Coronavirus en Belgique : ces étranges variants anglais, sud-africain et brésilien qui inquiètent nos experts

Les variants anglais, sud-africain et aujourd’hui brésilien, on ne parle plus que d’eux aujourd’hui. Les experts sont inquiets et on les comprend car ils sont plus contagieux mais surtout nous ne sommes pas immunisés contre ces variants même si nous avons déjà fait le covid.

Un variant c’est quoi ? C’est une forme du virus qui rassemble une combinaison inédite de mutations. Quand un nouveau variant émerge avec un fort taux de croissance et une dispersion géographique assez impressionnante, trois questions se posent : ce variant est-il plus transmissible ? Est-il plus virulent et associé à des symptômes plus ou moins forts au niveau des personnes infectées ? Enfin, ce variant pose-t-il un problème pour l’efficacité de la vaccination ? Ces questions, nous les avons posées à Simon Dellicour, épidémiologiste et chercheur FNRS à l’ULB.

Plus de 70 cas de variants anglais détectés en Belgique

Les experts l’affirment, les cas détectés sont largement sous les chiffres des cas existants sur notre territoire. Marc Van Ranst, virologue à la KU-Leuven, évoquait sur nos antennes le week-end dernier, un chiffre de 600 cas existants. Et d'heure en heure, les chiffres ne cessent d'augmenter ce jeudi soir. Simon Dellicour reste prudent et attend de savoir sur quels éléments son collègue s’est basé avant de confirmer le chiffre de plusieurs centaines de cas. 

Pouvons-nous enrayer la propagation du variant anglais sur le sol belge ? Simon Dellicour en doute : "Nous pouvons la ralentir mais nous ne pouvons pas l’arrêter. Nous savons déjà que certains de ces cas sont déjà des cas de transmission locale." Autrement dit, il ne s’agit plus seulement de cas importés mais également de transmissions du virus entre Belges sur notre territoire.

Il faut dire que le variant anglais est plus contagieux que les précédents variants. Alors que vous infectez une personne avec le covid-19, vous en infectez une et demie avec son variant anglais. Simon Dellicour résume la situation : "Le variant anglais est plus contagieux mais rien n’indique qu’il serait associé à des symptômes plus importants. Rien n’indique non plus qu’il présenterait un problème de vaccination. Ces informations doivent, toutefois, encore être confirmées."

Un cas de personne infectée au variant sud-africain en Belgique

Après le variant anglais, c’est le variant dit Sud-africain qui inquiète davantage les chercheurs. Sa dispersion rapide inquiète. Il est déjà présent en Amérique du Nord, Grande-Bretagne, France, Allemagne, Scandinavie, Chine, Japon et au moins six cas ont été recensés, chez nous, en Belgique.

Simon Dellicour constate : "Le variant sud-africain est apparu dans un pays où il y a moins de surveillance génomique. Résultat, nous avons moins de données le concernantSa rapide propagation fait cependant craindre elle aussi à une plus grande transmissibilité, d’autant plus que ce variant partage une mutation importante avec le variant qui a émergé sur le sol britannique."

Comme le variant anglais, il est donc plus contagieux. Aujourd’hui, il représente 60 à 75% des cas positifs en Afrique du Sud. Mais surtout, les anticorps acquis suite à une précédente infection pourraient avoir des difficultés à la reconnaitre. Autrement dit, même si nous avons déjà été infectés par la COVID, nous pourrions être réinfectés par ce nouveau variant.

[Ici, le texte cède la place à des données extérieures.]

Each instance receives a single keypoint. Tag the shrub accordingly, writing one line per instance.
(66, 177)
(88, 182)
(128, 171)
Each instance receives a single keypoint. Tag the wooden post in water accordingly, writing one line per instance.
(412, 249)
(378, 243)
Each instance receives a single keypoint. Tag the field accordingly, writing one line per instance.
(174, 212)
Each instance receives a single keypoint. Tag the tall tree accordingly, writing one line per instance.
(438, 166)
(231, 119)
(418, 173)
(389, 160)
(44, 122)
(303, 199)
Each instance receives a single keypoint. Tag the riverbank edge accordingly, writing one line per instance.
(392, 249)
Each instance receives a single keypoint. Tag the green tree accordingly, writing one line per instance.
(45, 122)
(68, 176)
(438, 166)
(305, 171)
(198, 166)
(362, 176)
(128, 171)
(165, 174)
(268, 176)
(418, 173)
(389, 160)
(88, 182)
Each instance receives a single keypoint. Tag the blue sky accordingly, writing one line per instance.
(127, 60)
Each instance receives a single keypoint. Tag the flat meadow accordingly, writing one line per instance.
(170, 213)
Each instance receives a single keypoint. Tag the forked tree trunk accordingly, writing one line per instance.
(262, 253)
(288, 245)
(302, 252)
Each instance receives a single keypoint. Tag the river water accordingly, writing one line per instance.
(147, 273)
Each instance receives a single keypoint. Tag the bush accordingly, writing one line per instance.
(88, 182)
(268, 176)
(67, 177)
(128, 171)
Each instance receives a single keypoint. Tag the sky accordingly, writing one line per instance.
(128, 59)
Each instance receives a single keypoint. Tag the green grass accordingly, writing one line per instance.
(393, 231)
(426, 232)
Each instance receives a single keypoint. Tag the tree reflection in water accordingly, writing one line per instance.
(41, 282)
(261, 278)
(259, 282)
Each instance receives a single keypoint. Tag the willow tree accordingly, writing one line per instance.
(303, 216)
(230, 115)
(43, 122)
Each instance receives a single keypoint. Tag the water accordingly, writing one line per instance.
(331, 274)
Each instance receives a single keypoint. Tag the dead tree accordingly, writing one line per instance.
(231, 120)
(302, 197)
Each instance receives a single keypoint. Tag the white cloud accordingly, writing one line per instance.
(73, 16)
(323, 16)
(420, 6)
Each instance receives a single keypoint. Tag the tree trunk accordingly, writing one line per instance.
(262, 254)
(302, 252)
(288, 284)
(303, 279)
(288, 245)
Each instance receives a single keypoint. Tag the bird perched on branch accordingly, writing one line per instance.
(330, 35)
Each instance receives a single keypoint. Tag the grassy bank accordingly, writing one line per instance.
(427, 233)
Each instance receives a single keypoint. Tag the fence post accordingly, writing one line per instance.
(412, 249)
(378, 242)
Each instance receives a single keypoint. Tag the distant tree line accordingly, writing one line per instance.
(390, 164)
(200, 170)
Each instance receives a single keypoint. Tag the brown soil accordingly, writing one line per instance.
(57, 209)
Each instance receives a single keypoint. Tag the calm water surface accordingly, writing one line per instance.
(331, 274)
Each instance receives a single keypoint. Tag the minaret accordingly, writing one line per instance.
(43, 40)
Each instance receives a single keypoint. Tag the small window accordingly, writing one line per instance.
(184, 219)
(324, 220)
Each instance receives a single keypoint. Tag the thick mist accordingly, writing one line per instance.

La ville de Manaus au Brésil malgré son immunité collective acquise réhospitalise massivement

Le variant brésilien pose le même problème. La population de la ville de Manaus au Brésil, fortement touchée par la 1re vague épidémique, avait acquis une immunité collective selon les experts. Mais aujourd’hui, les hospitalisations y sont à nouveau à la hausse. Il commence à se disséminer à l’étranger puisque ce variant a été détecté au Japon.

Autre crainte des experts, cette nouvelle souche de coronavirus ainsi que le variant Sud-africain pourraient peut-être échapper en partie aux vaccins.

De son côté, le laboratoire BioNTech a assuré que le vaccin contre le Covid-19 de BioNTech/Pfizer semble fonctionner contre une "mutation clé" des variants, qu’ils soient britannique, sud-africain ou brésilien. Si nécessaire, promet la start-up allemande, le vaccin pourra être modifié en six semaines.